Fragment-based Discovery Aiming at a Novel Modulation of Malate Dehydrogenase and Beyond

Malaria is a disease caused by the parasite Plasmodium falciparum, which causes thousands of deaths among children. In this dissertation Atilio Reyes Romero researched the role of malate dehydrogenase protein at the biochemical level in the metabolism of the parasite and identified small molecules that bind at the oligomeric interface with an allosteric an inhibiting mechanism.
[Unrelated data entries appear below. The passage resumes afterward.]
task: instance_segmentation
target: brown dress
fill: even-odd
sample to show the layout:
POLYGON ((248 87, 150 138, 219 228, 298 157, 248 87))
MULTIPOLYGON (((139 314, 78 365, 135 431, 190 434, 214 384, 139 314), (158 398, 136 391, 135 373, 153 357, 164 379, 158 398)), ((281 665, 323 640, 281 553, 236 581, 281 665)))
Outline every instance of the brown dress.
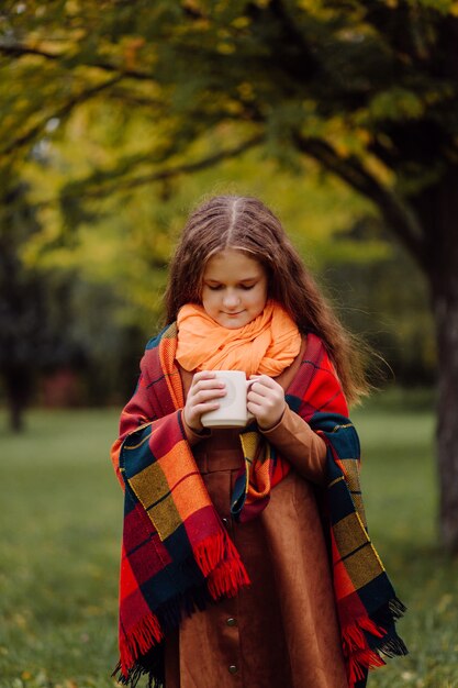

This result paves the way for chemical optimisation to a new class of anti-malarial drugs with better selectivity than for the human isoforms. However, tackling protein interfaces, such as oligomeric interfaces, is an challenge in the discovery of medicines because they are flat with a dependency on a local network of molecular interactions spread over the surfaces. Natural and artificial macrocycles are a class of heterogeneous compounds that bind these interfaces. In This thesis will be Moloc, one of the first and most complete molecular modelling packages, presented. We have the accuracy, the diversity, the
the speed, completeness and efficiency of sampling in the production of macro-cyclicals.
We have quantified the results in accordance with four commercial software and four open access. The result is that Moloc is equivalent to or better than the proprietary products relating to the above metrics. These results imply that not only that Moloc can be used as an alternative to the design of macrocycles on the interface of proteins, but also the bioavailability of biologically relevant predict conformations (i.e. cell membranes that penetrate).